Momentum and Rotating Atmospheres

[NomenNescio]

I've been wondering for a while, if you send up a small rocket, but the rocket never leaves the atmosphere, am I right in saying the planet still rotates beneath the rocket even though the momentum from the planet, and the atmosphere spinning, should nudge the rocket along and keep it more or less above the launching point? Do you see what I mean? It's like how when you're in plane the planet shouldn't rotate relative to you, but it seems to me that in KSP it does. This is really just a question of how elaborate the simulation is, and I'm really just curious to see if I'm right.

[something]

First, let's assume there was no atmosphere, as this makes things a bit easier to understand. The oceans of Kerbin rotate with a given speed. So do the mountains of Kerbin. We know from observations, that Kerbin's mountains do not change their positions. (Same goes for any other planet and moon out there). Now the peak of a mountain and the sea level rotate 360 degrees in the same amount of time - they do have the same angular velocity  (360degrees/6h). However, since the peak of the mountain is higher up, it needs to go a longer way around the center of the planet, then the sea level needs to go. That means the peak covers a longer way in the same amount of time. It has a faster tangential velocity. If you sent up a rocket from the sea level to the height of the mountain the planet would start to rotate beneath you, as long as you do not cover the difference of the tangential velocities between the sea level and the mountain peak.

Now let's switch on the atmosphere and presume it had the same density everywhere. Why does the atmosphere rotate at all? There is friction between the surface of the planet and the lowest layer of air. That lowest layer gets 'pulled' with the planet so both have the same tangential velocities. Now the lowest layer of air interacts with the layer above and so on. Finally your atmosphere would rotate bottom to top but there is nothing pulling it faster than the surface. So the upper layers of air would be rotating with lower angular velocities than the planet.
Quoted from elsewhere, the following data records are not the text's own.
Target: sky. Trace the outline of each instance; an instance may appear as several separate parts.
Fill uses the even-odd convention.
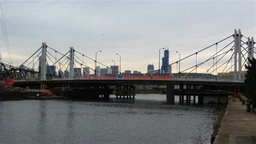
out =
[[[13,61],[18,65],[45,42],[60,52],[73,46],[93,58],[101,50],[97,60],[106,65],[113,65],[112,60],[119,64],[118,53],[122,71],[145,73],[149,63],[158,68],[159,49],[167,45],[172,63],[178,60],[177,51],[182,58],[233,35],[234,29],[246,37],[256,36],[255,1],[4,0],[2,6]],[[2,60],[8,63],[0,35]],[[198,63],[214,54],[215,49],[199,54]],[[194,65],[195,59],[181,63],[181,68]],[[85,63],[94,68],[93,61]],[[207,68],[202,66],[198,72]],[[176,65],[172,71],[176,72]]]

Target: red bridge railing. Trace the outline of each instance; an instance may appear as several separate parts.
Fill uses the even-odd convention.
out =
[[[118,78],[117,76],[84,76],[84,79],[124,79],[124,80],[170,80],[170,76],[123,76],[123,78]]]

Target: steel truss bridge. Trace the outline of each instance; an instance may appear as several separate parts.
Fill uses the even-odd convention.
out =
[[[184,66],[178,72],[181,74],[179,78],[173,78],[171,80],[189,81],[190,74],[198,73],[199,68],[205,70],[200,73],[200,76],[192,79],[197,81],[219,81],[234,82],[243,81],[242,68],[245,65],[250,65],[248,59],[254,57],[256,52],[254,47],[255,42],[253,37],[248,37],[241,34],[240,29],[234,30],[234,33],[228,37],[213,43],[212,44],[200,49],[187,56],[176,60],[169,65],[173,67],[176,65],[178,68],[180,63],[189,63],[187,67]],[[208,57],[206,57],[208,56]],[[198,58],[205,58],[203,60],[198,61]],[[200,58],[202,59],[202,58]],[[190,61],[190,62],[187,62]],[[107,77],[99,78],[98,77],[91,76],[90,78],[83,77],[79,68],[84,70],[84,73],[96,72],[96,68],[91,67],[93,65],[90,63],[95,63],[106,68],[110,67],[92,58],[86,54],[75,50],[70,47],[69,50],[62,53],[48,46],[45,42],[42,43],[42,46],[29,57],[19,67],[15,67],[8,64],[0,64],[0,76],[2,79],[12,78],[16,83],[31,81],[44,81],[47,80],[59,81],[63,80],[103,80]],[[54,66],[54,68],[52,68]],[[207,67],[207,68],[205,68]],[[85,70],[85,69],[87,70]],[[178,69],[178,68],[177,68]],[[143,76],[150,76],[152,73],[157,73],[159,70],[150,73],[144,73]],[[58,72],[58,73],[57,73]],[[225,73],[232,71],[232,78],[229,80],[224,79]],[[218,74],[219,73],[219,74]],[[209,75],[218,76],[214,78],[209,77]],[[115,79],[114,77],[112,79]],[[130,78],[134,80],[135,78]],[[149,78],[149,80],[154,81],[154,79]],[[157,80],[157,79],[156,79]],[[160,80],[161,79],[157,79]],[[147,79],[143,79],[147,80]],[[166,79],[163,79],[166,80]]]

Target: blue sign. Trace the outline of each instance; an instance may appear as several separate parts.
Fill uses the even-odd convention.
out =
[[[118,75],[117,76],[117,79],[124,79],[124,76],[123,75]]]

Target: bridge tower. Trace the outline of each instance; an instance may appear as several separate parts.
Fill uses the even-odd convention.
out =
[[[253,37],[252,37],[252,39],[250,40],[250,37],[248,37],[248,41],[246,43],[248,46],[248,57],[247,58],[252,58],[254,57],[253,52],[253,47],[254,47],[254,42],[253,40]],[[250,64],[248,61],[247,65],[250,66]]]
[[[241,30],[238,29],[238,32],[236,29],[234,30],[233,35],[234,39],[234,79],[241,79],[242,74],[242,58],[241,54],[241,39],[242,35],[241,35]],[[238,71],[237,56],[238,55]]]
[[[2,65],[2,52],[0,51],[0,72],[3,71],[3,67]]]
[[[70,47],[69,50],[69,78],[73,79],[74,77],[74,56],[75,50],[73,47]]]
[[[45,42],[42,43],[42,55],[41,58],[41,80],[46,79],[46,50],[47,45]]]

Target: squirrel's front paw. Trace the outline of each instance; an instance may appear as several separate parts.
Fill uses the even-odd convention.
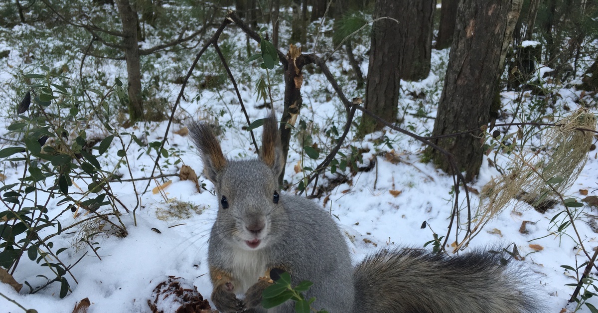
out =
[[[260,279],[250,287],[245,293],[245,297],[243,300],[245,303],[245,308],[261,308],[262,292],[271,284],[267,280]]]
[[[232,291],[231,282],[227,282],[214,288],[212,293],[212,302],[214,306],[222,313],[237,313],[243,312],[245,306],[243,301],[237,298]]]

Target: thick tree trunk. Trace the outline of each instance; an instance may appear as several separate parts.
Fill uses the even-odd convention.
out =
[[[129,0],[117,0],[117,6],[123,23],[123,44],[127,62],[129,78],[129,113],[132,123],[144,118],[144,105],[141,96],[141,65],[139,46],[137,39],[137,13]]]
[[[419,80],[430,73],[432,19],[436,0],[404,1],[399,10],[401,44],[399,73],[404,80]]]
[[[454,23],[457,20],[457,5],[459,0],[443,0],[440,9],[440,25],[438,37],[436,39],[436,48],[442,50],[450,47],[454,32]]]
[[[401,21],[401,4],[395,0],[378,0],[374,19],[388,16]],[[365,108],[389,123],[396,121],[397,105],[401,78],[399,76],[400,54],[397,47],[401,42],[401,28],[404,25],[389,19],[377,21],[373,25],[370,64],[365,84]],[[363,135],[384,127],[372,117],[364,115],[359,125]]]
[[[489,121],[501,58],[508,48],[522,0],[462,0],[459,4],[444,87],[432,133],[441,136],[480,128]],[[510,16],[509,16],[510,14]],[[514,16],[513,14],[516,14]],[[509,25],[511,29],[509,29]],[[480,172],[483,151],[481,131],[432,141],[454,156],[471,181]],[[451,172],[444,156],[431,150],[434,163]]]

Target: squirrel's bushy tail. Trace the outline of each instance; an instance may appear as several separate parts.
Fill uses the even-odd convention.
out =
[[[353,312],[539,312],[517,270],[500,254],[474,251],[454,257],[415,249],[385,250],[355,268]]]

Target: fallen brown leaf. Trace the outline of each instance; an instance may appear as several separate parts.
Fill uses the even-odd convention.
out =
[[[89,298],[85,298],[75,304],[73,313],[87,313],[87,308],[90,305],[91,305],[91,302],[89,301]]]
[[[295,165],[295,166],[293,168],[293,169],[295,170],[295,174],[300,173],[302,171],[303,171],[303,168],[302,168],[301,166],[301,160],[297,161],[297,163]]]
[[[529,245],[529,247],[536,251],[542,251],[544,250],[544,247],[540,245]]]
[[[154,195],[155,195],[155,194],[158,193],[158,192],[160,192],[160,190],[163,190],[165,188],[166,188],[167,187],[168,187],[169,186],[170,186],[170,184],[172,184],[172,180],[169,180],[169,181],[164,183],[164,184],[162,184],[161,185],[160,185],[159,186],[154,187],[153,189],[151,190],[151,192]]]
[[[0,268],[0,281],[10,285],[17,292],[21,291],[21,288],[23,288],[23,284],[17,282],[13,276],[2,268]]]
[[[179,136],[187,136],[187,135],[189,135],[189,129],[186,127],[184,127],[175,132],[175,133]]]
[[[390,193],[390,195],[392,195],[393,197],[396,197],[397,196],[401,195],[403,192],[401,190],[389,190],[388,192]]]
[[[197,192],[202,193],[202,185],[197,180],[197,174],[195,171],[188,165],[183,165],[181,167],[181,172],[179,172],[179,178],[181,181],[190,180],[195,184],[195,187],[197,189]]]

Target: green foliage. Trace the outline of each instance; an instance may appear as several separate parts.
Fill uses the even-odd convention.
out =
[[[279,279],[274,281],[274,284],[264,290],[262,293],[262,306],[270,309],[278,306],[291,300],[295,301],[295,312],[297,313],[310,313],[312,311],[317,313],[327,313],[325,310],[316,311],[311,305],[316,300],[315,297],[306,299],[301,293],[307,291],[313,284],[309,281],[303,281],[294,288],[291,286],[291,275],[285,272],[280,274]]]
[[[266,28],[263,28],[260,30],[260,32],[266,30]],[[264,38],[261,34],[260,35],[260,47],[261,51],[250,56],[245,63],[249,63],[260,57],[263,63],[260,66],[264,69],[274,69],[274,67],[280,65],[280,60],[278,57],[278,53],[276,48],[271,42]]]
[[[69,78],[53,73],[48,67],[41,68],[44,74],[25,75],[33,83],[17,107],[21,114],[7,127],[5,135],[14,138],[16,143],[0,150],[2,163],[10,162],[22,172],[17,183],[0,187],[3,205],[0,208],[0,266],[14,272],[26,256],[53,275],[40,274],[38,276],[47,279],[41,286],[25,281],[30,291],[37,292],[58,282],[62,298],[71,290],[67,276],[72,276],[70,269],[73,265],[60,261],[60,254],[66,248],[55,248],[51,239],[80,223],[63,227],[58,218],[69,210],[51,218],[47,214],[47,205],[51,199],[74,212],[87,211],[90,216],[84,220],[94,223],[97,227],[80,238],[94,251],[99,247],[90,240],[100,229],[126,236],[126,227],[120,218],[122,213],[111,191],[111,181],[116,177],[114,171],[104,168],[101,158],[115,142],[126,151],[128,148],[125,148],[122,136],[127,134],[116,132],[106,123],[105,129],[111,133],[99,140],[90,138],[86,132],[89,124],[97,116],[106,118],[109,115],[104,110],[108,106],[103,105],[103,100],[95,106],[93,115],[83,114],[80,110],[81,96],[65,87]],[[121,84],[117,81],[106,93],[93,92],[105,99]],[[139,141],[132,136],[131,142]],[[119,155],[121,163],[128,163],[126,155]]]

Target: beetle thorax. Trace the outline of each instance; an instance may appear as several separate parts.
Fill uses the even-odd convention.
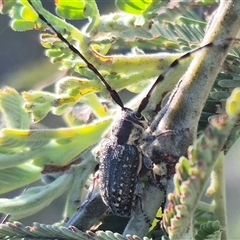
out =
[[[143,138],[143,133],[148,124],[146,119],[131,109],[125,108],[121,111],[118,120],[112,127],[112,135],[117,138],[118,144],[131,144],[138,147]]]

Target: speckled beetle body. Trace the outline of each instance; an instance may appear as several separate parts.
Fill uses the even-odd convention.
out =
[[[120,119],[113,124],[112,135],[101,142],[100,194],[116,215],[128,217],[132,213],[143,159],[139,146],[146,128],[142,115],[123,109]]]

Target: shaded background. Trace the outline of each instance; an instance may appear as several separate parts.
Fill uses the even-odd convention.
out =
[[[47,9],[53,10],[53,1],[43,1]],[[114,7],[113,1],[98,1],[101,14],[109,13]],[[64,73],[49,63],[44,56],[42,46],[39,44],[36,31],[14,32],[9,27],[10,18],[0,15],[0,86],[11,86],[19,91],[30,90],[31,86],[41,82],[37,88],[51,84],[60,79]],[[81,22],[82,23],[82,22]],[[75,26],[81,26],[80,22],[74,21]],[[36,69],[38,78],[31,77],[31,70]],[[17,72],[17,74],[16,74]],[[64,126],[59,117],[50,117],[44,122],[48,127]],[[226,195],[229,239],[240,239],[240,140],[233,146],[226,159]],[[36,183],[39,185],[39,183]],[[6,196],[16,196],[21,190],[14,191]],[[23,223],[31,224],[33,221],[53,223],[58,221],[62,214],[64,196],[54,201],[45,211],[23,219]]]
If we consider the exponentially decreasing density of the atmosphere, then there are less air molecules per cubic meter in one layer of air than there are in the layer beneath. So the friction between two layers becomes less and less the higher you go. Likewise, your rocket experiences less drag higher up which is why you do a gravity turn or build a space plane.

So what's the conclusion? The atmosphere rotates with the surface speed or lower speeds if you are higher up but does not increase that speed in higher layers. This is why a rocket will not be pulled with the planet.
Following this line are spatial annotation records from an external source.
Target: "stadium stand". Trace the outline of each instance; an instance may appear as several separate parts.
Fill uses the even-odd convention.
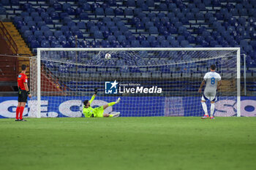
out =
[[[39,47],[241,47],[247,77],[254,77],[255,6],[255,0],[1,0],[0,15],[34,53]]]

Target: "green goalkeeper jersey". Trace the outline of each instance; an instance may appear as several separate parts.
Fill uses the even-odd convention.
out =
[[[90,104],[94,100],[95,96],[92,96],[91,100],[89,101]],[[83,107],[83,113],[86,117],[91,117],[91,115],[94,115],[94,117],[102,117],[103,115],[103,107],[97,107],[92,108],[89,107],[88,108]]]

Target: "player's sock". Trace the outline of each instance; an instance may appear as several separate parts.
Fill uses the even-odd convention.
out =
[[[108,105],[109,107],[112,107],[113,105],[114,105],[116,104],[116,102],[111,102],[111,103],[108,103]]]
[[[214,108],[215,108],[215,104],[211,104],[211,117],[214,117]]]
[[[22,115],[23,114],[23,111],[24,111],[24,107],[20,107],[20,120],[22,120]]]
[[[205,112],[205,115],[208,115],[207,106],[206,106],[206,102],[201,102],[201,104],[202,104],[203,109]]]
[[[118,98],[116,100],[116,104],[119,103],[119,102],[120,102],[120,101],[121,101],[121,98]]]
[[[20,108],[20,107],[18,107],[16,108],[16,120],[19,119]]]

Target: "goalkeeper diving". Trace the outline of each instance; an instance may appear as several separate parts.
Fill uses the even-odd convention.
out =
[[[111,103],[108,103],[107,104],[105,104],[103,106],[96,107],[96,108],[92,108],[91,107],[91,102],[94,100],[97,93],[98,92],[97,88],[94,88],[94,94],[92,96],[91,100],[85,100],[83,101],[83,105],[84,107],[83,108],[83,113],[86,117],[118,117],[120,115],[120,112],[116,112],[113,115],[111,114],[108,114],[108,113],[104,113],[104,110],[107,109],[108,107],[112,107],[113,105],[118,104],[120,102],[121,98],[118,98],[116,101],[113,101]]]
In reality, of course, there are such things as pressure, energy transfer from the sun and wind which will change the simple model presented above to "some extend". If you're really in to that, I propose to read some meteorological books or refer to Wikipedia as a start. Well, read wikipedia or the pages of the NAOO or whatever. There's so much stuff out there for free...

[tseitsei89]

Yes this is a thing. That is why there are 2 modes on the navball speed indicator: surface and orbital. Surface shows your velocity relative to the surface of the planet and orbital shows your speed relative to the (imaginative) surface off the planet that is not rotating at all. So if you are landed on a planet surface speed says your speed is 0m/s (obviously since you are on the surface) and orbital speed says your speed is the speed at which the surface of the planet is rotating.

 

But there is still a reason (IRL reason) why your craft wont land back in the same exact spot if you just launch it straight up. It is quite hard for me to explain it without a picture but I'll try:

1. First let's assume that the rotational speed of a given point on planets surface is 100m/s. And R is the distance from center of the planet to the surface of the planet.

2. Let's then say you launch a ship straight up so that you fly high up in to the atmosphere and hit the ground again after 100 seconds.

During this 100s the spot on the surface you started from has moved 100s*100m/s = 10km, which in other words means that the planet has rotated 10km/R radians.

Simultaneously during this time your ship is has also traveled 10km BUT since your craft is above the ground at some given height (let's call it h). And this in turn means that it will have rotated less radians around the axis of the planet than the surface has since the distance from the planets center has been R+h (which is obviously larger than R) at any given time --> 10km/(R+h) < 10km/R.

And because of this difference in rotational speeds the craft will not land back to where it started.

EDIT: plus what @somethingsaid above about the higher atmosphere and friction between different atmospheric "layers".

Edited July 15, 2017 by tseitsei89

[Pecan]

It's all a practical joke.  Your 'friends' pull the planet away while you aren't looking.